At the time I remember thinking that I needed help. I was drowning. Some days it literally felt like I was drowning. I couldn't breath for the weight of all I was trying to do. I felt like life was crushing me. And I felt guilty. Oh how I felt guilty. I had wonderful kids and a wonderful husband and a wonderful life and I felt like I was drowning.

And I kept wondering why no one helped. Why didn't my mother-in-law take the kids more often? Why didn't my husband take more responsibility. Why did people keep asking me to help with things when I was already drowning? Didn't they know that I just needed a blasted break?

No.

No, actually they didn't. Finally years later I was talking to my Mother-in-law one day about how sick I was that first year after baby girl came along. I said "I was so sick I really don't even remember her first year. I was just so run down". This wonderful woman who would have come and stayed if she had of known I needed her looked at me like she had no idea what I was talking about. "What do you mean you were so run down" she asked.... then she said the thing that to be honest stopped me in my tracks ...

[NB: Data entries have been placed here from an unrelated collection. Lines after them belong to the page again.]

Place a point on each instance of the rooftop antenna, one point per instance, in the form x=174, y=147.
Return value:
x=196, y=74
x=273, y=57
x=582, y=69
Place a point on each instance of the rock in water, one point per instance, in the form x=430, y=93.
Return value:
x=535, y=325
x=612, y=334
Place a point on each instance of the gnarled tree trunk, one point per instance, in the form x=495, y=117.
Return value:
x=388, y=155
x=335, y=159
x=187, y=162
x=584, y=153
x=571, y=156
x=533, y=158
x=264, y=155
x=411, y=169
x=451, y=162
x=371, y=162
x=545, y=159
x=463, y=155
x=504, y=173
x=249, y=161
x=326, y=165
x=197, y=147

"We were all amazed you were doing so well with both of them, you made it look so easy".

Wow. I made it look so easy. I was overloaded and overwhelmed and help was available to me but I made it look so easy no one offered to help. There is some irony at work right there let me tell you. I was so afraid of not looking like Mother of the Year that I missed an entire year of my baby girls life because I was too worn out to enjoy it.

And in the end guess what. No one gave me any special awards because I toughed it out. I can see now that no one would have thought any less of me if I had of called a time out. If I said "I am tired, I am sick, and I need a break" I wouldn't have lost anything but I would have gained a little piece of mind.

So I say to all you mothers of young children.... Ask for the help you need. It is okay. It doesn't make you any less of a mom to need a nap. It is okay to need a few hours to yourself. Take off the cape, hang up the supermom shirt and let those of us who walked the path before you know that you are tired. Let us hold the little one so can you eat while your food is hot. Let us change diapers and wrestle with your toddler while you grab a little sleep. Let us rock the baby while you get your hair cut.

But also know that we don't know if you don't tell us. Over time we forget how tough it was and just remember how precious it was to have little ones. So please tell us when you are drowning so we can be your life ring.

There is no honor is making it look easy.